Tarjan's study notes to cut edges and seek cutting points

Bo Main graph theory is weaker, search the template also will not use ...

So determined to learn the following Tarjan algorithm.

The concept of cutting and cutting edges is not redundant, and Tarjan can find cutting edges in linear time complexity.

Important concept: Time is a global variable clock records the time of the Access node. An undirected graph Dfs forms a forest, and when the graph has only one connected component, there is only one tree.

As in the no-map, except for the tree edges, the others are opposite edges. You can draw a picture to feel, can disprove, if there are other types of edge, then DFS along those side of the chart, then those side does not exist.

If the node is a root, then it is a necessary and sufficient condition for cutting points is that it has two sub-nodes.

Theorem

For other nodes, if the opposite edge of his sub-node does not point to its ancestor, then it is a cut point. The proof is obvious, because the non-graph is not across the edges of the subtree.

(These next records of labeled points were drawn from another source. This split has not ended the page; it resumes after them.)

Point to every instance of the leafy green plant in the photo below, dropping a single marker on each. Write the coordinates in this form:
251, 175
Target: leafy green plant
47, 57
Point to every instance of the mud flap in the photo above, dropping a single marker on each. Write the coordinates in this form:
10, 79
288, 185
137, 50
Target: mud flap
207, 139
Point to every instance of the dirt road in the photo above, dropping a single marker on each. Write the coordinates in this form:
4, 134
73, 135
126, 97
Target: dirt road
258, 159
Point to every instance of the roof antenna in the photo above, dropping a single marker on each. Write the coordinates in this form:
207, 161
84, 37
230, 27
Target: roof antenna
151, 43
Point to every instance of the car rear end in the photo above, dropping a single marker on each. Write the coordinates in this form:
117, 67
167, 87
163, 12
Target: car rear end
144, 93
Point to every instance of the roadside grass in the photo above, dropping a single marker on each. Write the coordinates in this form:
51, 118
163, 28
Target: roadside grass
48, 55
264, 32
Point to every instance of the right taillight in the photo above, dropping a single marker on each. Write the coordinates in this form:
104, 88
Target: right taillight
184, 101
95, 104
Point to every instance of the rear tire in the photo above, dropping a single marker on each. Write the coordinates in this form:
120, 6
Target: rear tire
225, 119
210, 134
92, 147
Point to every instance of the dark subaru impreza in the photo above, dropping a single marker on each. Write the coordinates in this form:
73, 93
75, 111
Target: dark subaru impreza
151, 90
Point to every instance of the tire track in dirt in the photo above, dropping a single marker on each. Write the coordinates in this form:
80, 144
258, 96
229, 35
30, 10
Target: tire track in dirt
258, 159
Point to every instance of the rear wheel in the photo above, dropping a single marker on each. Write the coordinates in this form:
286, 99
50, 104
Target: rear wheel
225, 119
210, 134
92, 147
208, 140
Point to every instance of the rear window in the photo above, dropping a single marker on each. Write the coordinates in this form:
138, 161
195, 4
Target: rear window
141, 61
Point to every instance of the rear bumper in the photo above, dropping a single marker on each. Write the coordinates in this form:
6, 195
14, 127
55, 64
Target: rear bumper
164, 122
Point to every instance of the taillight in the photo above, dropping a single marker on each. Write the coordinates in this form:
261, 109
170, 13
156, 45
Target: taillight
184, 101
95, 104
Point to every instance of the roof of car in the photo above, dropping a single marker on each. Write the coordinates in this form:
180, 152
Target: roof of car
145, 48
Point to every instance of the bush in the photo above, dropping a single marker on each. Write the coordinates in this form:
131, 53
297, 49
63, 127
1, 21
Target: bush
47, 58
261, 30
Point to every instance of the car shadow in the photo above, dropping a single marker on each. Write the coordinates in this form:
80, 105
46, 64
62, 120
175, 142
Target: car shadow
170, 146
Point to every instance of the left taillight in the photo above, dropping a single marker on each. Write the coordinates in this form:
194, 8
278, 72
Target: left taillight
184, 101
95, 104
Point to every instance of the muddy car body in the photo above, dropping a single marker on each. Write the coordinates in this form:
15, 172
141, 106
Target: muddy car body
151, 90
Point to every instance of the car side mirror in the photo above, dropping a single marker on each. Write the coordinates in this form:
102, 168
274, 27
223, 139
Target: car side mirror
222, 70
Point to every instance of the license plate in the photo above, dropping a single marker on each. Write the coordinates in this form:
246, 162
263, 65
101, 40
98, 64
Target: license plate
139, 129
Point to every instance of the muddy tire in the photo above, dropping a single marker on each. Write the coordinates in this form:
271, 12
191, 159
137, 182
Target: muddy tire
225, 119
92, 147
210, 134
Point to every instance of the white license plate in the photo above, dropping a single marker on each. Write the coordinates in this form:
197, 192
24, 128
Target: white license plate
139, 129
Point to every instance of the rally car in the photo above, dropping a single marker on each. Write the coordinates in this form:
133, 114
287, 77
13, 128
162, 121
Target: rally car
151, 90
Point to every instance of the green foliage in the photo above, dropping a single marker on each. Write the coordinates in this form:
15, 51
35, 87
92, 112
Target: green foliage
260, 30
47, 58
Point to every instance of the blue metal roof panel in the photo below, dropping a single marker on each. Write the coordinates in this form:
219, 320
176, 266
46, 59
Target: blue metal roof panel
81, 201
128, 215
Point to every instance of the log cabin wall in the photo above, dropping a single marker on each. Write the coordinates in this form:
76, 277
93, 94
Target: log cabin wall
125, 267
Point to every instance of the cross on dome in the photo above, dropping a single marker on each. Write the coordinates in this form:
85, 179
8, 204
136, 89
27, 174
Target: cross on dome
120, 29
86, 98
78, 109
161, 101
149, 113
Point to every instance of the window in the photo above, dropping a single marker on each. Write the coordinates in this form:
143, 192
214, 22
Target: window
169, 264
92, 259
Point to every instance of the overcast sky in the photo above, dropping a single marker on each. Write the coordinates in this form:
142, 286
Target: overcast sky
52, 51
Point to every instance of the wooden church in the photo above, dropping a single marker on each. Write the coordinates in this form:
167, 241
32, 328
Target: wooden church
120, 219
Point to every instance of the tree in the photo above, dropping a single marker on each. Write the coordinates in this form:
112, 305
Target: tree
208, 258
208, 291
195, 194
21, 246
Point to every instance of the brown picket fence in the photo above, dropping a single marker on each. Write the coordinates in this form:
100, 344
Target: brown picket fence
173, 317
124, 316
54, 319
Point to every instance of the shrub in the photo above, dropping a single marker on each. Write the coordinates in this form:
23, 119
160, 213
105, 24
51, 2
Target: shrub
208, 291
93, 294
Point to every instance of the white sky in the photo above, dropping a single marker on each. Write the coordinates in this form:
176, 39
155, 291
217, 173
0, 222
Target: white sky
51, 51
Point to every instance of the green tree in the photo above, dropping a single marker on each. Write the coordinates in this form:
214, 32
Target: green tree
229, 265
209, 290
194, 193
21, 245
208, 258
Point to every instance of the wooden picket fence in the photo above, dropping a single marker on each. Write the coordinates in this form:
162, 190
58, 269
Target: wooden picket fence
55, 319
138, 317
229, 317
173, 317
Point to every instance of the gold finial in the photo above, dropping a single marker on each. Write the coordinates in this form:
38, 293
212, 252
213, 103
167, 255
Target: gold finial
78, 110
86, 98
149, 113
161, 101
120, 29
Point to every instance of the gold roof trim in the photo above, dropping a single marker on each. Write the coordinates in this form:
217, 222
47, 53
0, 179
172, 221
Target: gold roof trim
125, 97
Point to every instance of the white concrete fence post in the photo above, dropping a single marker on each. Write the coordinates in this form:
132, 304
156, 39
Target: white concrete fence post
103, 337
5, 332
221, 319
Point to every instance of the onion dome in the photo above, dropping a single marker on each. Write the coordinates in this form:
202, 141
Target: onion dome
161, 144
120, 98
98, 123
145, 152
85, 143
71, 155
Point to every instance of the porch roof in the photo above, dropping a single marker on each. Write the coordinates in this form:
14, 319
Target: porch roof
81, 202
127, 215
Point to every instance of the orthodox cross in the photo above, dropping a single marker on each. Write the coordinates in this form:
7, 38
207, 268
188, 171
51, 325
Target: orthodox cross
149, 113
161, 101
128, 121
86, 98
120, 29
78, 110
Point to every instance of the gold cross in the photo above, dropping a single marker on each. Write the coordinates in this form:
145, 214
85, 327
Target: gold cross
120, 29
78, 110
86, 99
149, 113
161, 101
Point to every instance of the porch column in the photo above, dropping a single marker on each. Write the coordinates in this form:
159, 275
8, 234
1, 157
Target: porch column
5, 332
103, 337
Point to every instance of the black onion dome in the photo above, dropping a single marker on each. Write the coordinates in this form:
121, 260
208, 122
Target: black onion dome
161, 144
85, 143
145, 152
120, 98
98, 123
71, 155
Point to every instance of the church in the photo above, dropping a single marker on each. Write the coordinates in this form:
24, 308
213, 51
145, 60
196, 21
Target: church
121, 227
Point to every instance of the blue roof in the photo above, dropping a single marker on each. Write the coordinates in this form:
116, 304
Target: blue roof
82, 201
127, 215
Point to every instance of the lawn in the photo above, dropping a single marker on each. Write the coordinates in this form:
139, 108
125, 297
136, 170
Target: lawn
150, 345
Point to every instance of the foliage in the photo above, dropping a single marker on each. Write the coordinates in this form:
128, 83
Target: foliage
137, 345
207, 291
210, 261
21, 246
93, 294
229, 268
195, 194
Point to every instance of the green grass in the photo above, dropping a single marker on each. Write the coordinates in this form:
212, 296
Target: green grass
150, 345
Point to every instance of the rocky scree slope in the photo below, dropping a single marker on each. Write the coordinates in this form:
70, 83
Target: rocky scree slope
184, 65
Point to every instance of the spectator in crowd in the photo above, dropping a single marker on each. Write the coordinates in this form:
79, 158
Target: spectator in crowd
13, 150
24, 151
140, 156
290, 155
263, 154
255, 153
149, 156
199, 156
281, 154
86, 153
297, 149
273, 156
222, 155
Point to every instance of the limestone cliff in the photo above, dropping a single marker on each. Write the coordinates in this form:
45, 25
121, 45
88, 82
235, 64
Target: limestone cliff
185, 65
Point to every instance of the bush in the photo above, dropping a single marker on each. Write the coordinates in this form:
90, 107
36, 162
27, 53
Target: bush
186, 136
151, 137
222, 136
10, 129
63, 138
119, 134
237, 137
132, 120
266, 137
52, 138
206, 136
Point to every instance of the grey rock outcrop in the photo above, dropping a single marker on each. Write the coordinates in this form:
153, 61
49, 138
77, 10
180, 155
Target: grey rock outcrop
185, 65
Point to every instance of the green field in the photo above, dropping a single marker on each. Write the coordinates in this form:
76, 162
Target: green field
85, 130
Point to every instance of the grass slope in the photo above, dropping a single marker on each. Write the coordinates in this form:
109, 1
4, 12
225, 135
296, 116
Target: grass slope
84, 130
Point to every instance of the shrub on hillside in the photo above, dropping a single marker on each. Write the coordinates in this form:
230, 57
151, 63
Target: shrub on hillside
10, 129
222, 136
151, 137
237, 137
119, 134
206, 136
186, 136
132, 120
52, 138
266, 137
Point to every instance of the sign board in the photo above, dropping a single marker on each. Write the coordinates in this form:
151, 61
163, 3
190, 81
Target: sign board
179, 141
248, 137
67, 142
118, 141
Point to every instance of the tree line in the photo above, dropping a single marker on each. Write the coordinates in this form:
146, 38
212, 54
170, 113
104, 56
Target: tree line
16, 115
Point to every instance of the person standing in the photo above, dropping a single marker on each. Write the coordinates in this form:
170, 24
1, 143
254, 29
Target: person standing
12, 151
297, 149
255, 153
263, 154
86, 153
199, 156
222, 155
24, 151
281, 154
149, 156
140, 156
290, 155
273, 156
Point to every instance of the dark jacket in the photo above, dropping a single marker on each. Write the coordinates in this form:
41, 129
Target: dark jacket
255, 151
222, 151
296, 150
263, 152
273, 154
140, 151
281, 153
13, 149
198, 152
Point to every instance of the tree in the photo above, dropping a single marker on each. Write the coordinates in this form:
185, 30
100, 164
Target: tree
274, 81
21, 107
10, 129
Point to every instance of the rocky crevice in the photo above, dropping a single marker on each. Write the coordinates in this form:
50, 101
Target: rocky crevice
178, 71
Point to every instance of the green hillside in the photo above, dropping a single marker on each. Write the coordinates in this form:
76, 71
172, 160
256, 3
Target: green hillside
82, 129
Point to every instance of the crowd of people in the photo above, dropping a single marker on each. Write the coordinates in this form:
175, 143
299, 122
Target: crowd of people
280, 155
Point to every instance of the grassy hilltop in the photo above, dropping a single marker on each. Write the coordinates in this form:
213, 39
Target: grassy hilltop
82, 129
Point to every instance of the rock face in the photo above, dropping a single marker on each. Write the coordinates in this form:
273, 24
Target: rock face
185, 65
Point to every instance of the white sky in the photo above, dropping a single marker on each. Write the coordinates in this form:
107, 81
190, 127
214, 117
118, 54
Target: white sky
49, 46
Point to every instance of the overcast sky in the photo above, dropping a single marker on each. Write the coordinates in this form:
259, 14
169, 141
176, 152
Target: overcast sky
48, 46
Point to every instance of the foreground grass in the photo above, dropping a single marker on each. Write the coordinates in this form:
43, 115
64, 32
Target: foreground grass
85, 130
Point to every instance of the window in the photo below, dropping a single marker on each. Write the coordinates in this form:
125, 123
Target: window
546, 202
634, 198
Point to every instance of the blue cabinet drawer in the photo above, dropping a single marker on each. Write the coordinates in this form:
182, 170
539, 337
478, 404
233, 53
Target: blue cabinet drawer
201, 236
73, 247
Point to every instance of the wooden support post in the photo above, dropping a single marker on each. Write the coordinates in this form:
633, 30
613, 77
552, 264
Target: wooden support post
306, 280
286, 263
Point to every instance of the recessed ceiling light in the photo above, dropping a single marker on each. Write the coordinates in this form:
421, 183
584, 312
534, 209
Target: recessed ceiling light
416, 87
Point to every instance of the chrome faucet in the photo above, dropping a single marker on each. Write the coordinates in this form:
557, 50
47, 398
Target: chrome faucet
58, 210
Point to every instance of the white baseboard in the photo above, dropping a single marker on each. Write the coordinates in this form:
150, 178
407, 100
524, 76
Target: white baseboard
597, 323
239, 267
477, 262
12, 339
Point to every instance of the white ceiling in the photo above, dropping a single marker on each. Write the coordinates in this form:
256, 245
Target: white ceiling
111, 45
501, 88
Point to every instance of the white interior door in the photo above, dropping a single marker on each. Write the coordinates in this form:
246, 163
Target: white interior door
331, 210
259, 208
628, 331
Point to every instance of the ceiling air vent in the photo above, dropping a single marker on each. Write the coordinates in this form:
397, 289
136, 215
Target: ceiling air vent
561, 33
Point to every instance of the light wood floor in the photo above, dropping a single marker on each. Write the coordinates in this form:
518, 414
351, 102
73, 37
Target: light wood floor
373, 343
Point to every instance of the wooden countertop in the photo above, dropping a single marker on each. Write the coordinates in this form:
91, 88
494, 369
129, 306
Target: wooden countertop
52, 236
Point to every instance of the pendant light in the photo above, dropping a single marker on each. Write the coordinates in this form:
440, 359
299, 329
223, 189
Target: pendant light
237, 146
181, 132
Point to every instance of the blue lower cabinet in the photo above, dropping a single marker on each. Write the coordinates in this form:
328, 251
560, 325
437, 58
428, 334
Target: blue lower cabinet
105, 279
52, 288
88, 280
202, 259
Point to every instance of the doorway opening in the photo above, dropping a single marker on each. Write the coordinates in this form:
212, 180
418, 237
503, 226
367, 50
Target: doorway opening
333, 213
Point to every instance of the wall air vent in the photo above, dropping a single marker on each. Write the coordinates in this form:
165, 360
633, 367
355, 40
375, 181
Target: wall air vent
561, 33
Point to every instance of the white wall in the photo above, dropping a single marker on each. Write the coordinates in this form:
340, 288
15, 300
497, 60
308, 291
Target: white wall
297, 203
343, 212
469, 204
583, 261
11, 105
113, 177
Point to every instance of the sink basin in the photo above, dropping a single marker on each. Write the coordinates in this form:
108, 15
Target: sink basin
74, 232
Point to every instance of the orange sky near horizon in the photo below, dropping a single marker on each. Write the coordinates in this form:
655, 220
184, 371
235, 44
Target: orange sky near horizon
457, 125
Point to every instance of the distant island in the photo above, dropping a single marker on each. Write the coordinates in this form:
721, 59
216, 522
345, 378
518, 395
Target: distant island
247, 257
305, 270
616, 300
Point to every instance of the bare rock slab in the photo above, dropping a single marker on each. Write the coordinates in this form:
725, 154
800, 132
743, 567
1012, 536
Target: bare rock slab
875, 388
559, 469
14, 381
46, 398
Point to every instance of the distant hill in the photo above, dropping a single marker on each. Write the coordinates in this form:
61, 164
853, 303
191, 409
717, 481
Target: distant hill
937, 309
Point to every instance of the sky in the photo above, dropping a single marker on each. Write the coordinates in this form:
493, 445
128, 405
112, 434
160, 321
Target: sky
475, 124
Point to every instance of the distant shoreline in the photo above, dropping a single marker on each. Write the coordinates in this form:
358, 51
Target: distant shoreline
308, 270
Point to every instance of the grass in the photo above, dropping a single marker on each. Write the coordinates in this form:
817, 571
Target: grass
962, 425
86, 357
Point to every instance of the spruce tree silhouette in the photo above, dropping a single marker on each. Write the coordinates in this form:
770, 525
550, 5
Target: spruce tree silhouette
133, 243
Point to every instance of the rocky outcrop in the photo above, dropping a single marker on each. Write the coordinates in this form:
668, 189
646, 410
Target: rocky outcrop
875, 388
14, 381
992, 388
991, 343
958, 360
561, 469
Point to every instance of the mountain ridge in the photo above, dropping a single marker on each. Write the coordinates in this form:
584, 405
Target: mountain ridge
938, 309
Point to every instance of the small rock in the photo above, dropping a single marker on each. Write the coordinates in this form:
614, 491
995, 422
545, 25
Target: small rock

At the time of the specific judgment, the DFN value of low (U) is defined as the first ancestor of the U and its descendants, then the theorem can be converted to Low (v) >=pre (u). And if the descendants of V can only return to themselves, then the deletion (u,v) of an edge will allow the graph to be connected, then found the cutting edge (bridge).

Pseudo code

int dfs (int u,int FA) returns the low value of U, FA is the two access that is judged to be not the edge of the tree
{
Record the time and initialize the low value of U

Run Diagram {
If the child node V has not accessed {
DFS (v) and returns the descendant low value
Update the low value of U with descendant low value
If the low value of the descendant is >=pre//depending on whether the cut or cut point is required to replace the judging condition

So u is cut point//with array record, because a cut point, the condition may not be set up once
Otherwise, if it is a reverse edge//one. To satisfy the time of V is less than u, two. v is not the parent of U (two accesses to the side of the non-graph)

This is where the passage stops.